Saudi businessmen and retailers last year called for a ban on Turkish imports over political tensions between the two regional rivals.
Imports from Turkey fell to 14.1 million riyals ($3.76 million) from 50.6 million in December, and from 622 million riyals in January 2020, data from Saudi Arabia’s General Authority for Statistics showed.
December was already the lowest figure since Saudi Arabia started publishing monthly trade data in 2016.
Turkey and Saudi Arabia have been at loggerheads since the 2011 uprisings across the Arab world when Riyadh accused Ankara of supporting Islamist political groups.
Tensions escalated in 2018 over the murder of Saudi journalist Jamal Khashoggi in the kingdom’s Istanbul consulate.
Turkey dropped to 76th in imports from 13th in January last year, the data showed.

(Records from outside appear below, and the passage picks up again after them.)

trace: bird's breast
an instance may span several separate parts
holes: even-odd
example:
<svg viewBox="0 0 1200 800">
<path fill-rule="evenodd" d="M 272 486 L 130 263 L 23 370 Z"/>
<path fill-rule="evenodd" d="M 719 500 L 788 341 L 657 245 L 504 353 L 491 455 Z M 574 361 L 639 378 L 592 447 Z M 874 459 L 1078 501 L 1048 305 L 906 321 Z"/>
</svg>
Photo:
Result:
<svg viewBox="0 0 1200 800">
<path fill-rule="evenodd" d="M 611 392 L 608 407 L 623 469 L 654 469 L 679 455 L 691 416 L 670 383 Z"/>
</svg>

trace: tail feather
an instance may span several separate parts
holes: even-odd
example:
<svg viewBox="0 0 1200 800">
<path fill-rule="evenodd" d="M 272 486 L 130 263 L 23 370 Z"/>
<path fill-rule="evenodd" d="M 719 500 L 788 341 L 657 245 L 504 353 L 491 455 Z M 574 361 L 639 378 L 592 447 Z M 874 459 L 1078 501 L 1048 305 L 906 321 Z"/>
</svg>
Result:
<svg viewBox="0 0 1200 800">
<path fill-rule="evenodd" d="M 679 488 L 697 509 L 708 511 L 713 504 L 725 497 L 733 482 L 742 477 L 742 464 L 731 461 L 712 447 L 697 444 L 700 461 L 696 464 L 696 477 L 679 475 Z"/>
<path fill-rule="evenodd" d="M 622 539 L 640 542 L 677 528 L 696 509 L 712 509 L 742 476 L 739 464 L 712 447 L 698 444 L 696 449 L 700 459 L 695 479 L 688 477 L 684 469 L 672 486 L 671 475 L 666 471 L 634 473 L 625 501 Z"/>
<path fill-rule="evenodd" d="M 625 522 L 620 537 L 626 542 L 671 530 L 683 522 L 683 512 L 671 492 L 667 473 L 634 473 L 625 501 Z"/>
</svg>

In November, Saudi Arabia formally suspended imports of meat, eggs and other products from Turkey, the Turkish exporters’ union said.
The Saudi government has said the authorities have not placed any restrictions on Turkish goods.
Saudi Arabia’s overall value of imports in January increased by 20.7% year on year to 47.9 billion riyals, the data showed.
Imports from China ranked first at 9.6 billion riyals in January, followed by the United States and the United Arab Emirates.
The concealed ban on Turkish exports is the strongest signal to date that Gulf Kingdoms, or Egypt are not yet ready to make peace with Turkey. This export ban is only the tip of the iceberg, while there is no data available, Turkish contractors are also likely to lose lucrative infrastructure contracts in the Gulf region. It can also be expected the ongoing conflict will reduce Arab tourists, an important share of foreign visitors, as well as house purchases.
While Turkey and Gulf Nations had fallen apart on some issues in the past, such as Turkey’s occupation of northern parts of Syria, and her alliance with Iran, this is the first episode where political disagreements spilled over to trade and business.
The conditions by Sunni Arab nations to normalize diplomatic relations with Turkey are simple: Extradite Moslem Brotherhood leaders and stop meddling in our domestic affairs. With Saudi Arabia, it is more complicated, as the Court probably also demands that Turkey cover up the heinous murder of dissident Saudi journalist Adnan Khashoggi in its Istanbul consulate.